Comment 6 Darin Adler 2016-03-08 08:49:28 PST
(In reply to comment #5)
> > That said, I agree "create" should actually crash when allocation fails.
> > I will wait for the other patch to land.
> 
> There is some changes in the fetch spec, particularly step 5 of
> https://fetch.spec.whatwg.org/#body-mixin.
> In some cases, crashing is fine, in some others, throwing an exception might
> be better.
> Having "tryCreate" in addition to "create" is therefore potentially useful.

I figured that would be the case. That’s why we have the try and non-try variants of various functions like fastMalloc itself. For allocations that will always succeed we use the non-try version so we get crashes instead of other types of security vulnerabilities when we get it wrong. For allocations that can fail, the try version helps make it clear that we need to check for and handle failures.
Comment 7 Darin Adler 2016-03-08 08:51:29 PST
I think the urgent first step is to rename the functions that may fail to tryCreate. Then at our leisure we can do things like: 1) add non-try variants, 2) get rid of the try variant entirely in cases where it’s not needed, 3) fix call sites to use the appropriate version.
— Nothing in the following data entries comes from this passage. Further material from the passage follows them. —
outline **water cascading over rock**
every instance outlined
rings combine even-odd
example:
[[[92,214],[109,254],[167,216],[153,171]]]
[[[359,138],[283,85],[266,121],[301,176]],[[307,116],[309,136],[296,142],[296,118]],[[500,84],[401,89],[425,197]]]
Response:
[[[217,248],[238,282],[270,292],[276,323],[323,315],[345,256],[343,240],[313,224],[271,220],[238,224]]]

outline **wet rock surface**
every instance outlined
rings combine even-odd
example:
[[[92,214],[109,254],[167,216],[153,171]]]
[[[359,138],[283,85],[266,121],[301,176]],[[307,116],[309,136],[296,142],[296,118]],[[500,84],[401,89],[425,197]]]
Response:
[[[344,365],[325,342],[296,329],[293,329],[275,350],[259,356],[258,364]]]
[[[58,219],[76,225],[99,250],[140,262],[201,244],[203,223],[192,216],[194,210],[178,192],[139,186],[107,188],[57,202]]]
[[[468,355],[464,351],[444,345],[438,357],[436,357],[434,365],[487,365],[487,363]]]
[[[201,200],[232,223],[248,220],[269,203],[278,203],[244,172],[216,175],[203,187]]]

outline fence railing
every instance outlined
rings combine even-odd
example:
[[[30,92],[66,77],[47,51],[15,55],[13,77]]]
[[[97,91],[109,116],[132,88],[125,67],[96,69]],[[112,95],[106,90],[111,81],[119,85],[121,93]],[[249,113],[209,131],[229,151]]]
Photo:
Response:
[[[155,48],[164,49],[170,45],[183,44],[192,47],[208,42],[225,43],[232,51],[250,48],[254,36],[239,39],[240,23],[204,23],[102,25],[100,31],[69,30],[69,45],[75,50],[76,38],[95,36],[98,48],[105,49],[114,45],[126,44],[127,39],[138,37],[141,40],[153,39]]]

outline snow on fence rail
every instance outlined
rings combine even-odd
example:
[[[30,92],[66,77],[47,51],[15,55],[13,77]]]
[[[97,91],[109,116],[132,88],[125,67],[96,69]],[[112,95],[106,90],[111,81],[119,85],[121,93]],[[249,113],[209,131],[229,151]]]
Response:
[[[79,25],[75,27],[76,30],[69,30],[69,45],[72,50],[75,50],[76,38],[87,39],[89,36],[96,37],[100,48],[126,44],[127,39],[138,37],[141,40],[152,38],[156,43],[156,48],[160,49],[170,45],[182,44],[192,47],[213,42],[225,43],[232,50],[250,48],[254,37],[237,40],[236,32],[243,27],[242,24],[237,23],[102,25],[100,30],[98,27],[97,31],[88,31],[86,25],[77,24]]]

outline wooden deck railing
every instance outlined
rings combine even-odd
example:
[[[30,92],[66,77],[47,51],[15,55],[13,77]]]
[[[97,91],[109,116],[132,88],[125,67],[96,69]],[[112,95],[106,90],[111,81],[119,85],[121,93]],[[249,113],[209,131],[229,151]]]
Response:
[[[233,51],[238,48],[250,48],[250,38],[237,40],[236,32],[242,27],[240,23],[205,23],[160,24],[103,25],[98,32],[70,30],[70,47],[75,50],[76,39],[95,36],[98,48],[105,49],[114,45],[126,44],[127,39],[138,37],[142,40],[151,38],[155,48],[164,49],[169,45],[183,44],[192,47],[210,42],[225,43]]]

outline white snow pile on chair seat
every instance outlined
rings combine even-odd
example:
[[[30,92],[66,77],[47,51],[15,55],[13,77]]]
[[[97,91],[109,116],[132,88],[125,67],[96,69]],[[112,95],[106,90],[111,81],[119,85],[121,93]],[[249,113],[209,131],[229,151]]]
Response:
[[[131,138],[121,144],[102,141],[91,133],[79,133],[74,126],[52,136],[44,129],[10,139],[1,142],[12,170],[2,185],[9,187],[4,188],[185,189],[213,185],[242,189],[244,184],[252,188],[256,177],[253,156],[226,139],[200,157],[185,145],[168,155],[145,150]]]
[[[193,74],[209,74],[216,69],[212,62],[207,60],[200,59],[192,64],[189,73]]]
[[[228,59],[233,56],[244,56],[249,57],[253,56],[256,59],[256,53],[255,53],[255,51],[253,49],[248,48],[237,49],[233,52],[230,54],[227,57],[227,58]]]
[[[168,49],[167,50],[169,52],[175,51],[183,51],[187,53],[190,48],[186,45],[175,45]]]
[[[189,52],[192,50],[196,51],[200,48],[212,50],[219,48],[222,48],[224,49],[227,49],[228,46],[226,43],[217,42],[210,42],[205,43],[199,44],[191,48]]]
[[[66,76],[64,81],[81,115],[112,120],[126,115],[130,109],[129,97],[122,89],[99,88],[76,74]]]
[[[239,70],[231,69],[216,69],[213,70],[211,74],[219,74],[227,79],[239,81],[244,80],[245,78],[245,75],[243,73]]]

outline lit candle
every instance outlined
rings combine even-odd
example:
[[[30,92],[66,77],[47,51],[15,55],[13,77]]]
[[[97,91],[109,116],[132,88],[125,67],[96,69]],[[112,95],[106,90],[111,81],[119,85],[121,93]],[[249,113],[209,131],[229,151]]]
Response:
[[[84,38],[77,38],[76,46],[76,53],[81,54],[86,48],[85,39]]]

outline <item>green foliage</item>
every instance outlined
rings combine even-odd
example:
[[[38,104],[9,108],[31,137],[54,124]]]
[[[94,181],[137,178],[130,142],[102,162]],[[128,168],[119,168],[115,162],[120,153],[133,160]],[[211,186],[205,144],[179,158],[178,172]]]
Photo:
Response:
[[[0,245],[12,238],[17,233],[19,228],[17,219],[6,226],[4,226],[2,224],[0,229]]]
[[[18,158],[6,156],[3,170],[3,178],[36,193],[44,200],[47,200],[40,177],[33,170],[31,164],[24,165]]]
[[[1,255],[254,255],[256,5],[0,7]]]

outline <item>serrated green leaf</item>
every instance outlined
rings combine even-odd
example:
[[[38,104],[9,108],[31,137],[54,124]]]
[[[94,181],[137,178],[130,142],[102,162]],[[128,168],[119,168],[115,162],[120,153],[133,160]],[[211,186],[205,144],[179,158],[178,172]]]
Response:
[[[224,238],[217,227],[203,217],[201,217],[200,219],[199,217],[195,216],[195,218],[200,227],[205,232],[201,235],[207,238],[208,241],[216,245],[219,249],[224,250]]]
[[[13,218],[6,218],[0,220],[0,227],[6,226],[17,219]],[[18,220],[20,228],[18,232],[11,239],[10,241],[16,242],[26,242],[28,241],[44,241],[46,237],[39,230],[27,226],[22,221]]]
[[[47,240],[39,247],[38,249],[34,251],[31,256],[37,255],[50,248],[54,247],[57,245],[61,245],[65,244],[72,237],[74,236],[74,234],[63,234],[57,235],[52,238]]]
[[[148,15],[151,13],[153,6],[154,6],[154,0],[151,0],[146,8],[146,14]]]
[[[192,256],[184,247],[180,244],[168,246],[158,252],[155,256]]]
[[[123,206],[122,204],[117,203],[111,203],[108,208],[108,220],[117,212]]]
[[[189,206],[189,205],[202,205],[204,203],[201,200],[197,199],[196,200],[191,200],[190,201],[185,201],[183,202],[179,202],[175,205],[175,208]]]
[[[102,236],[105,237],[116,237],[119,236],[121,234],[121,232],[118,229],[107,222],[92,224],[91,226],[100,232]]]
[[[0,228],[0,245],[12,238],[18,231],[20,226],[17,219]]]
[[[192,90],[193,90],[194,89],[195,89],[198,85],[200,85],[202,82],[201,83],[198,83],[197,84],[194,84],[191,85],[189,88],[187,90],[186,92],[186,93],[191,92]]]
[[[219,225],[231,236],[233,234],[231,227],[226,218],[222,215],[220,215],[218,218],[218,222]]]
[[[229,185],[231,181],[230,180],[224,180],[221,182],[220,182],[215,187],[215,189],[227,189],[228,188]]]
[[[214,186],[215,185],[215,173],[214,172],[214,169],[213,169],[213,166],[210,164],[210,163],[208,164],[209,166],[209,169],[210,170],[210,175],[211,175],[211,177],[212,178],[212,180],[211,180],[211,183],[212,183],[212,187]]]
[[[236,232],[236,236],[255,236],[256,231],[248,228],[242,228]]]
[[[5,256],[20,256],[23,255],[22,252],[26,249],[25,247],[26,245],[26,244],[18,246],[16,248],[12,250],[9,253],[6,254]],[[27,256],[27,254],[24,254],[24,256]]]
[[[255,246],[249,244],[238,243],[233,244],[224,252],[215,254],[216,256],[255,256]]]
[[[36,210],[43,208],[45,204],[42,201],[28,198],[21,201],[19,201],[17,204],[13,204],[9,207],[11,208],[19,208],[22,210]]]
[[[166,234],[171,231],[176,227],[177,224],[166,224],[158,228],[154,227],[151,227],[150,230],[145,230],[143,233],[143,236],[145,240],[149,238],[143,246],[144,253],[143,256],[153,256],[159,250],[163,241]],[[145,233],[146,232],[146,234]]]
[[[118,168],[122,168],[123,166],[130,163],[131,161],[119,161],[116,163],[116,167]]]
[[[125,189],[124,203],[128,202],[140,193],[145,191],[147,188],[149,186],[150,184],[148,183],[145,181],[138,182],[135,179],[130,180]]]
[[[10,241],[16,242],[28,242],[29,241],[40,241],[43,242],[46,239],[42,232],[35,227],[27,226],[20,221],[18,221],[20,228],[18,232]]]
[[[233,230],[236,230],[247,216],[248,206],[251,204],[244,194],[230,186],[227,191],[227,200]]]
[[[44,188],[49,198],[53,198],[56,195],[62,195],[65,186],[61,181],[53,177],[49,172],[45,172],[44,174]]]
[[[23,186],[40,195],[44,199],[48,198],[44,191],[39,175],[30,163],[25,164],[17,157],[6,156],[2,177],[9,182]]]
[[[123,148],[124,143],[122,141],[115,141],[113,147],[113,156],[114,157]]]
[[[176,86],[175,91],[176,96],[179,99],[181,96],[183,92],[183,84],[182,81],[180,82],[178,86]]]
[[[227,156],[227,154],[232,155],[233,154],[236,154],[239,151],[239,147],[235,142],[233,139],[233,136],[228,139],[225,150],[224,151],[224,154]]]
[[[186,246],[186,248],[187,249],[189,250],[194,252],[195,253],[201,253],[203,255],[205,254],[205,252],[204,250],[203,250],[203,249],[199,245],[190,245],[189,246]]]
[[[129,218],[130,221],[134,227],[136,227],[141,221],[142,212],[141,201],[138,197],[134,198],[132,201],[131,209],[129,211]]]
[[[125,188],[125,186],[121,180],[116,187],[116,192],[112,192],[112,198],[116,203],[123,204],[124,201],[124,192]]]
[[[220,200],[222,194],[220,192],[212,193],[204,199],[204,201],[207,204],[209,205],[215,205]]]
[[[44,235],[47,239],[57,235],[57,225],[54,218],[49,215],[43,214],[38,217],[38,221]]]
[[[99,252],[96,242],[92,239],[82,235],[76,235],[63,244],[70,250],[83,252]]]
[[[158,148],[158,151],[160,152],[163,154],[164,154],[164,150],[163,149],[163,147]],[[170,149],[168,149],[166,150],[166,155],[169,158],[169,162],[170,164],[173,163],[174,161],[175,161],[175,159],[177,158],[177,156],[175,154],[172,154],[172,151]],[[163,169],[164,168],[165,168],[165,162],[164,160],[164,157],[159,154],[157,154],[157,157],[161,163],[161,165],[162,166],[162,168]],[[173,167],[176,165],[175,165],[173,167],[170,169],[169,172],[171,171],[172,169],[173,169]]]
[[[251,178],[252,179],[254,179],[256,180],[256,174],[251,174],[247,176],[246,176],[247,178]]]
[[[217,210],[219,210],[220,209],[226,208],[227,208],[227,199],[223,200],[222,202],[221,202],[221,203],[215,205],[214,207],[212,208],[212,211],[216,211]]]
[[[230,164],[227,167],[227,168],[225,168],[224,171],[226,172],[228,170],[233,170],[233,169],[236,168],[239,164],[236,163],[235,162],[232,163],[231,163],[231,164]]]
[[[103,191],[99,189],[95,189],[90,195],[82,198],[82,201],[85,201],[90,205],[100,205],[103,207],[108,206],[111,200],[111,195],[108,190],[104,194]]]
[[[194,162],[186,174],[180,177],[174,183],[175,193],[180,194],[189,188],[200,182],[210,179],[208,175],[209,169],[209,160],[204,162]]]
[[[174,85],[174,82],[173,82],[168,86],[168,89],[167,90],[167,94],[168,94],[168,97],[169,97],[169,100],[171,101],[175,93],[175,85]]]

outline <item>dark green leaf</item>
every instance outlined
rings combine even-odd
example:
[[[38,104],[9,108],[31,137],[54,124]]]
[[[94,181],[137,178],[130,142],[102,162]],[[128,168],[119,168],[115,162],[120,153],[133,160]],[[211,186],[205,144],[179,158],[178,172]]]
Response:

I think it’s dangerous to have functions with the “try” semantic for memory allocation that do not express that in their names.
Comment 8 youenn fablet 2016-03-22 08:53:30 PDT
Created attachment 274655 [details]
Patch
Comment 9 Darin Adler 2016-03-22 09:29:56 PDT
Comment on attachment 274655 [details]
Patch

View in context: https://bugs.webkit.org/attachment.cgi?id=274655&action=review

> Source/WebCore/bindings/js/JSDOMPromise.cpp:100
> +    if (!arrayBuffer)
> +        promise.reject<ExceptionCode>(TypeError);
> +    promise.resolve(arrayBuffer);

I think this is missing a return statement. Is it really OK to both reject and resolve?

> Source/WebCore/bindings/js/JSDOMPromise.h:59
> +void fulfillPromiseWithArrayBuffer(DeferredWrapper&, const RefPtr<ArrayBuffer>&);

Type here is peculiar. It should be one of these types:

    ArrayBuffer*
    RefPtr<ArrayBuffer>&&

We almost never want to pass const RefPtr<ArrayBuffer>&.
Comment 10 youenn fablet 2016-03-24 00:37:31 PDT
Created attachment 274825 [details]
Patch for landing
Comment 11 youenn fablet 2016-03-24 00:39:37 PDT
Thanks for the review.

(In reply to comment #9)
> Comment on attachment 274655 [details]
> Patch
> 
> View in context:
> https://bugs.webkit.org/attachment.cgi?id=274655&action=review
> 
> > Source/WebCore/bindings/js/JSDOMPromise.cpp:100
> > +    if (!arrayBuffer)
> > +        promise.reject<ExceptionCode>(TypeError);
> > +    promise.resolve(arrayBuffer);
> 
> I think this is missing a return statement. Is it really OK to both reject
> and resolve?

Yes, I fixed that.
Also, I replaced the rejected value to an OutOfMemory error which is more appropriate.

> 
> > Source/WebCore/bindings/js/JSDOMPromise.h:59
> > +void fulfillPromiseWithArrayBuffer(DeferredWrapper&, const RefPtr<ArrayBuffer>&);
> 
> Type here is peculiar. It should be one of these types:
> 
>     ArrayBuffer*
>     RefPtr<ArrayBuffer>&&
> 
> We almost never want to pass const RefPtr<ArrayBuffer>&.

Switched to ArrayBuffer* then.
Comment 12 WebKit Commit Bot 2016-03-24 03:36:47 PDT
Comment on attachment 274825 [details]
Patch for landing

Clearing flags on attachment: 274825

Committed r198622: <http://trac.webkit.org/changeset/198622>
Comment 13 WebKit Commit Bot 2016-03-24 03:36:52 PDT
All reviewed patches have been landed.  Closing bug.